Although Intel is often criticized for failing to scale its chips down to ARM's level of energy efficiency, it still has the edge when it comes to raw processing power when TDP is not much of an issue. That's especially applicable in research fields where the main concern is, to some extent, trying to make computers replicate how the human brain works. It's for that exact purpose that Intel has developed its Loihi "neuromorphic" research chip that it has now put on a specialized system to provide the processing needs of special applications ranging from research to AI to IoT.

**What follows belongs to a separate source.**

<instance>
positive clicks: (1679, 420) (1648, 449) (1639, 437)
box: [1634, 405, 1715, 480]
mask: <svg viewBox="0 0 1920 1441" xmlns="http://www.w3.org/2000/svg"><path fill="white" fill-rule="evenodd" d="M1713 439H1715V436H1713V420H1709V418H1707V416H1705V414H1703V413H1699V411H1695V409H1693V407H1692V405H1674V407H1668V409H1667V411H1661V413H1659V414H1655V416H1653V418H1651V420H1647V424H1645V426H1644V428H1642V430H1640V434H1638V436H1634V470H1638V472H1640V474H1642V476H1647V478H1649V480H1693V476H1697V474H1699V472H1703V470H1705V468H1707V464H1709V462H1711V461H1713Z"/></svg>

To some extent, Intel is taking a shot at its rivals in the silicon market, especially those that are gearing their chips towards AI and machine learning applications. Almost all of these, including Intel itself, simply reuse the same chips and computing architectures from normal consumer computing and apply them for such purposes. Intel, however, is saying that for specialized uses, you will need specialized architectures as well.

The Loihi chips, introduced in 2017, is such an architecture. The research chip was developed using the same principles found in biological brains to try and create a computer that more closely mimics how brains work naturally. Now it is putting those chips in boards that will go beyond the capabilities of organic minds.

Intel showed off the Nahuku board pictured above that aggregates 8 to 32 Loihi chips. The Pohoiki Beach system, on the other hand, will combine several such boards to have a total of 64 Loihi chips working together to deliver processing power 10,000 more efficient than regular CPUs.

Intel envisions that these systems will be used by its research partners for creating 'novel neural-inspired algorithms", specifically for things like sparse coding, graph research, simultaneous location and mapping (SLAM), and path planning. These, in turn, can be used to advance the state of AI and machine learning used in everything from IoT appliances in homes to self-driving cars on the road.